Uganda's most visited park spans crater lakes, savannah, and wetlands — home to the famous tree-climbing lions of Ishasha and Africa's best boat safari.
A Park of Astonishing Variety
Queen Elizabeth National Park stretches from the foothills of the Rwenzori Mountains to Lake Edward, taking in volcanic crater lakes, open savannah, tropical forest, and papyrus swamp. That variety supports 95 mammal species and over 600 bird species — the highest of any East African park.
The Famous Tree-Climbing Lions of Ishasha
In the remote Ishasha sector, lions spend their days draped along the limbs of giant fig trees — a behaviour seen almost nowhere else on Earth. Nobody is entirely sure why they climb; escaping tsetse flies and catching the breeze are the leading theories. Watching a lioness snooze on a branch overhead is a bucket-list moment.
The Kazinga Channel Boat Cruise
The 32 km Kazinga Channel linking Lakes George and Edward hosts one of the greatest concentrations of hippos in Africa, along with elephants, buffalo, and crocodiles lining the shores. The two-hour cruise gets you within metres of it all — bring your longest lens.

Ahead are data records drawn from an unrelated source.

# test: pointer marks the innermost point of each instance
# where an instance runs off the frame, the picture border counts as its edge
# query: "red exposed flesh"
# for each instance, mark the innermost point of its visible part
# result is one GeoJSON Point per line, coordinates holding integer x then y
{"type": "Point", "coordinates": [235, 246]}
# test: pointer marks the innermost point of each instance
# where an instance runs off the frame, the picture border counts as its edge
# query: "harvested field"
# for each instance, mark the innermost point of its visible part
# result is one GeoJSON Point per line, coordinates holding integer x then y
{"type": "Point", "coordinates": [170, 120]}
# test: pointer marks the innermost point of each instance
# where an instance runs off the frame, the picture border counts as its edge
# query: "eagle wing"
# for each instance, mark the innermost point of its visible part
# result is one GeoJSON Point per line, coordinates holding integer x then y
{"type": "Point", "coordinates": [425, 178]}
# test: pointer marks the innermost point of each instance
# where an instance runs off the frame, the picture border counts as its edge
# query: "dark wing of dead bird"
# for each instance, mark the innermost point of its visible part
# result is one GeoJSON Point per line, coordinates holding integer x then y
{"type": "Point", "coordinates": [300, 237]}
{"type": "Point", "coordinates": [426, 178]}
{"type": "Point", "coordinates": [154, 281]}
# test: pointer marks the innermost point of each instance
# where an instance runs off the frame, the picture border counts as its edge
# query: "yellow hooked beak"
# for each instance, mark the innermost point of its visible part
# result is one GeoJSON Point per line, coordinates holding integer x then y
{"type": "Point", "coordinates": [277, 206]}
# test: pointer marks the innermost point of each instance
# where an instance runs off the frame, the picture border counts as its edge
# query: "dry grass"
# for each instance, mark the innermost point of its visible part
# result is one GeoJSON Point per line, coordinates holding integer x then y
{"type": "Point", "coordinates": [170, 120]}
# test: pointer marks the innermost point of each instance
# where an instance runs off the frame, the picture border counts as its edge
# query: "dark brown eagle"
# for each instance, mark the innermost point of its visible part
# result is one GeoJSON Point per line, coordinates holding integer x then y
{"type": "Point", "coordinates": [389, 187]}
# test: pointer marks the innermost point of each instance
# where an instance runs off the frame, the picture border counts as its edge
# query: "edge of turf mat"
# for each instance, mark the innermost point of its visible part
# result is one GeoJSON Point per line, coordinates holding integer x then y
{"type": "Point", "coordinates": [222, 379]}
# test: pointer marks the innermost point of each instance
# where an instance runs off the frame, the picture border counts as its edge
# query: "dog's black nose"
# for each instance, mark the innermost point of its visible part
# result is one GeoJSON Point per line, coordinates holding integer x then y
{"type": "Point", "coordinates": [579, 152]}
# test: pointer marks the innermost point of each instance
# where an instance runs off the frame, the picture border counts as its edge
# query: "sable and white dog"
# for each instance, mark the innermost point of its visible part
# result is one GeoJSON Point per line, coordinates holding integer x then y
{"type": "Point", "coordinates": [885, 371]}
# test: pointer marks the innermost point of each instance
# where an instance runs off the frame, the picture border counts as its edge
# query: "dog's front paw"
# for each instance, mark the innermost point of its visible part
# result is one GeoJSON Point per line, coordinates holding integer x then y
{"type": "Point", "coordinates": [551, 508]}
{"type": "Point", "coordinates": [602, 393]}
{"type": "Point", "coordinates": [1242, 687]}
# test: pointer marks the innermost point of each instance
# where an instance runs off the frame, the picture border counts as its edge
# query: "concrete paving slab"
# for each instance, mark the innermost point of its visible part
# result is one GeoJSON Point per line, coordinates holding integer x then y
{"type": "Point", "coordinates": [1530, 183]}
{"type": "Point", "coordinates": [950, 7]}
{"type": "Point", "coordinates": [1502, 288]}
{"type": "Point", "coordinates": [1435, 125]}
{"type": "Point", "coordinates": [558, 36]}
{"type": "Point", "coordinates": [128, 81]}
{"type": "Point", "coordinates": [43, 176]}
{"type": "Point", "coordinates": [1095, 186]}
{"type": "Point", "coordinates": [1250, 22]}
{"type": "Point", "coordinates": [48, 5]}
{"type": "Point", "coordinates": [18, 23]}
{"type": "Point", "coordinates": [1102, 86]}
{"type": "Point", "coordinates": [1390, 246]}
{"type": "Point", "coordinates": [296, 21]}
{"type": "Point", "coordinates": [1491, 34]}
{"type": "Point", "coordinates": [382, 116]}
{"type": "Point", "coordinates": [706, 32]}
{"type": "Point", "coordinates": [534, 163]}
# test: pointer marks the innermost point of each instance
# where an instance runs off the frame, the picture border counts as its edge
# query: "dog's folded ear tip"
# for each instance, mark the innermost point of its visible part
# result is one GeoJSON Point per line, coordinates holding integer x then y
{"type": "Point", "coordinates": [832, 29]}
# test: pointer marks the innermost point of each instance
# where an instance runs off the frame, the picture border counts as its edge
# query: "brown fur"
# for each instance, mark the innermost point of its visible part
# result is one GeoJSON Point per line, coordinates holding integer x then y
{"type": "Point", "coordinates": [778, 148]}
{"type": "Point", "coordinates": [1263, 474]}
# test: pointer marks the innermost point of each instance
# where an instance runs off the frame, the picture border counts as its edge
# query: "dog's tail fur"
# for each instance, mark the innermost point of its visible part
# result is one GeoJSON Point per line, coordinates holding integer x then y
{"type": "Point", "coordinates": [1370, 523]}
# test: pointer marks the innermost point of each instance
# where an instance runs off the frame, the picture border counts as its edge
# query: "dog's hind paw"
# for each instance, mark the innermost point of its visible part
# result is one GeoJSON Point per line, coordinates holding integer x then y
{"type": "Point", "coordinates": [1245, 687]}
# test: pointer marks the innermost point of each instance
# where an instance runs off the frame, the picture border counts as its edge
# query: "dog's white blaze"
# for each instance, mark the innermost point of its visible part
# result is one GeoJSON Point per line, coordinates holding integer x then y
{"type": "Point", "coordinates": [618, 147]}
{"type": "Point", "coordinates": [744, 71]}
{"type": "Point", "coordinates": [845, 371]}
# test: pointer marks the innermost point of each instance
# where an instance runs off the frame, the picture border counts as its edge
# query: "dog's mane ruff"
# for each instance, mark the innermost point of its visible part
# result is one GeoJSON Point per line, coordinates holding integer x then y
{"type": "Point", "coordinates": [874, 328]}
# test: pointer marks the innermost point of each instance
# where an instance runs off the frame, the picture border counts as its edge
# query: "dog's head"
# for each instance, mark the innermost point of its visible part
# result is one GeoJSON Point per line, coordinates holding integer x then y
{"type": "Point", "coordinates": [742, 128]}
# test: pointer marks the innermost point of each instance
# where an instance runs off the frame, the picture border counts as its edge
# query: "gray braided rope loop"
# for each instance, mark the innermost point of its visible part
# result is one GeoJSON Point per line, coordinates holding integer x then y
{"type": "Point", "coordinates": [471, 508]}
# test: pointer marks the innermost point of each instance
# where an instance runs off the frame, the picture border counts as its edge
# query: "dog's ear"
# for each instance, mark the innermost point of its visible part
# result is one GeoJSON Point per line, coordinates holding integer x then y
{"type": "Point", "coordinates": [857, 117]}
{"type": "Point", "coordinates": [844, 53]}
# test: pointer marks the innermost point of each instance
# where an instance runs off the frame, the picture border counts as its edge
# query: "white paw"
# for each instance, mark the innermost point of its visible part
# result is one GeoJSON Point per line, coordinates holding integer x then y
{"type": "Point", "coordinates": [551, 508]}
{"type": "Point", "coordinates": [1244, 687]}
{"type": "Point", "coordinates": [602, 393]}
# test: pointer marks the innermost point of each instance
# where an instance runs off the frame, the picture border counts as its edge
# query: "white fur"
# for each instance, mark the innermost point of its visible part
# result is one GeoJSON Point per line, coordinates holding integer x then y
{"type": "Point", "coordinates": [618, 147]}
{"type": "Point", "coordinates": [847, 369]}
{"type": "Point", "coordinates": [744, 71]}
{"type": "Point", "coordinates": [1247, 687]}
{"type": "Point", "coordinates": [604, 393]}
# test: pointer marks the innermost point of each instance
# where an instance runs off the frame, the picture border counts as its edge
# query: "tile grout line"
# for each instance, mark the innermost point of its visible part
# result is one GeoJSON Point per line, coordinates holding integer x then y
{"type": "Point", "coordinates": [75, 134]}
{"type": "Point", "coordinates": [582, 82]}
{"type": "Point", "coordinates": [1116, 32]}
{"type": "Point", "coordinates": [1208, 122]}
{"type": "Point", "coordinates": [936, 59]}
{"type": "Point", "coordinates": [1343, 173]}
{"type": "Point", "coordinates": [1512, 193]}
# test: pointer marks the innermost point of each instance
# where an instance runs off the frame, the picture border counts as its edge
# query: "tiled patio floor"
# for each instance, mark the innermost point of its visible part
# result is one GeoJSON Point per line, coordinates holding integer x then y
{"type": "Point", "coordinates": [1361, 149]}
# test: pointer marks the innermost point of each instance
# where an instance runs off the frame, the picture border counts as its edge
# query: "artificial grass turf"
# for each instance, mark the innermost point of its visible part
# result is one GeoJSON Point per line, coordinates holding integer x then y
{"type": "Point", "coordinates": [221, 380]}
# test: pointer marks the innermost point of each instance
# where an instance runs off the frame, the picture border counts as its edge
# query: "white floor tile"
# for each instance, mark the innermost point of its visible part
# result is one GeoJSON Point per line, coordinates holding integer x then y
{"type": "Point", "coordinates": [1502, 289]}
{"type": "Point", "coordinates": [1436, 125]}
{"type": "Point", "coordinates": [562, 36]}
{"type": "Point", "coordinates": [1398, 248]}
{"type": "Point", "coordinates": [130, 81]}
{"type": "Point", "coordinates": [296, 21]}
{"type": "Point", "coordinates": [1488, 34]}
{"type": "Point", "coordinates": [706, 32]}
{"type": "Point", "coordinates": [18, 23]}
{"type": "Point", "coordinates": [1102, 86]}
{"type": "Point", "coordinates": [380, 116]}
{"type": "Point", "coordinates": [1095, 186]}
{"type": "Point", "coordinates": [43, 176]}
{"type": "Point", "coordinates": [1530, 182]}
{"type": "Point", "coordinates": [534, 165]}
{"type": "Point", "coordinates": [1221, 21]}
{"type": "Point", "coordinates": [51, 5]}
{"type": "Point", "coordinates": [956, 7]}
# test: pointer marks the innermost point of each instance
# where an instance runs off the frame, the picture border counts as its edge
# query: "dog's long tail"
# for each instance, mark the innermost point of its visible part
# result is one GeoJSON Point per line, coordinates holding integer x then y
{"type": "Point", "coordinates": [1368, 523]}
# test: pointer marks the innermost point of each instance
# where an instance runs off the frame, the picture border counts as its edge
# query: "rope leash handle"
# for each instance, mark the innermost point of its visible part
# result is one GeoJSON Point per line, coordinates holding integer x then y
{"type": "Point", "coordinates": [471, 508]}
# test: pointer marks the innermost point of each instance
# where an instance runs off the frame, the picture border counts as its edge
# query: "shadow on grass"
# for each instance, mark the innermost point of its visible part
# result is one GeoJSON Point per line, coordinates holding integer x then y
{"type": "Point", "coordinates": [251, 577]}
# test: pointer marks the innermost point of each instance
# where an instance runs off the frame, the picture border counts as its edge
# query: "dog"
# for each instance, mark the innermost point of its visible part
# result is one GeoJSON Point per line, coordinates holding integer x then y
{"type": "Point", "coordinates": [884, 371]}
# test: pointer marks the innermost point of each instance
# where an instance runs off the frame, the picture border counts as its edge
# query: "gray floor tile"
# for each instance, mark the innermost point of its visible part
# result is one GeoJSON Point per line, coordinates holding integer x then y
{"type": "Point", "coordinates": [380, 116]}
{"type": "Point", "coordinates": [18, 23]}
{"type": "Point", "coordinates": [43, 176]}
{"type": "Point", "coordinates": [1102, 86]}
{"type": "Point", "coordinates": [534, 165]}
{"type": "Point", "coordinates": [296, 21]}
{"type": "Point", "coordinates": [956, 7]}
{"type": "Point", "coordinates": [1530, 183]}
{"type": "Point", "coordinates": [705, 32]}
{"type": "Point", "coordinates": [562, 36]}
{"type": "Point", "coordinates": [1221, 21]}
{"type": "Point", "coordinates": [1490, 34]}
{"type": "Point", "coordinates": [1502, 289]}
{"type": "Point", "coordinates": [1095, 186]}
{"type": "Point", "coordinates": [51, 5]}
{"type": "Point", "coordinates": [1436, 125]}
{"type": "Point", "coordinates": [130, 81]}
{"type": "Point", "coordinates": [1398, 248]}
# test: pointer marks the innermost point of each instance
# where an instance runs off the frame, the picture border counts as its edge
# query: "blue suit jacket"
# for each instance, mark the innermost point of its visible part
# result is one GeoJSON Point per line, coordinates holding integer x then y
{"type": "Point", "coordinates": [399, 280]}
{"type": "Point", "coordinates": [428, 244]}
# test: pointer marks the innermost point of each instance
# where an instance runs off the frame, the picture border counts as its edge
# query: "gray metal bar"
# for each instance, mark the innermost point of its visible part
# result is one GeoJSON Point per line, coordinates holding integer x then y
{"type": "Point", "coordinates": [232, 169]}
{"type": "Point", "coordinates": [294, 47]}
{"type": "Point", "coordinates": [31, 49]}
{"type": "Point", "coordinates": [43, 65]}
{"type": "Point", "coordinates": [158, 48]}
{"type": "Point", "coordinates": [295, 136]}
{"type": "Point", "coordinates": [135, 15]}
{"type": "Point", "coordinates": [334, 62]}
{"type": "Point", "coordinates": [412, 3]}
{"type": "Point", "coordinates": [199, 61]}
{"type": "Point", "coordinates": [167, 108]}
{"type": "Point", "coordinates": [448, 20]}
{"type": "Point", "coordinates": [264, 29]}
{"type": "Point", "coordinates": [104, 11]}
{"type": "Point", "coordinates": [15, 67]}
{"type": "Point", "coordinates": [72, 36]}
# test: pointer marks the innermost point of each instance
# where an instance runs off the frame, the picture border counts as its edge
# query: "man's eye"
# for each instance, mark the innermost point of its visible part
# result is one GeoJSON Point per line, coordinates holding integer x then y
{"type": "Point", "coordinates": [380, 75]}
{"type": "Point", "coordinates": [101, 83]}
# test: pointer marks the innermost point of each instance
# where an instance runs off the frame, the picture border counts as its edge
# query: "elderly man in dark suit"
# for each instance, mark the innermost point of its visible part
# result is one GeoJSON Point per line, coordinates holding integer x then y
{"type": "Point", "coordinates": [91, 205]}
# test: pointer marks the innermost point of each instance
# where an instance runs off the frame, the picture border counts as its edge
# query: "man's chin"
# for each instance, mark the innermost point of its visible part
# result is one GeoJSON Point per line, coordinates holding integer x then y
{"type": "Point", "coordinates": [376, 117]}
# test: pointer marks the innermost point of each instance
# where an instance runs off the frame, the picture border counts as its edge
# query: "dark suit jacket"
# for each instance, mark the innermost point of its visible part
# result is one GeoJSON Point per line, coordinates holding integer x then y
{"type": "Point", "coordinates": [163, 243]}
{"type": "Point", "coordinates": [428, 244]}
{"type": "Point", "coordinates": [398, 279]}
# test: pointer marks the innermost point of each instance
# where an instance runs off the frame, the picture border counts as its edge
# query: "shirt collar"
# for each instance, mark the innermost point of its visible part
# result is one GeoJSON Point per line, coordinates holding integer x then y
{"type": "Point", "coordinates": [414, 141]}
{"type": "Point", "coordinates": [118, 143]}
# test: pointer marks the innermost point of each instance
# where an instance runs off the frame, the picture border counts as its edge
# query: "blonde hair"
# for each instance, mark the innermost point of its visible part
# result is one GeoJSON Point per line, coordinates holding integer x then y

Hippos in the Kazinga Channel
Kasenyi Plains Game Drives
The Kasenyi sector is the park's big-game heartland: dawn drives across kob breeding grounds where lions hunt in the golden light, with elephants and buffalo scattered across the plains and the Rwenzoris on the horizon.

Elephants on the Kasenyi plains
Don't Miss
Add a chimpanzee walk in the Kyambura Gorge — an underground forest sunk into the savannah — and a drive along the crater lakes track for some of the best viewpoints in Uganda.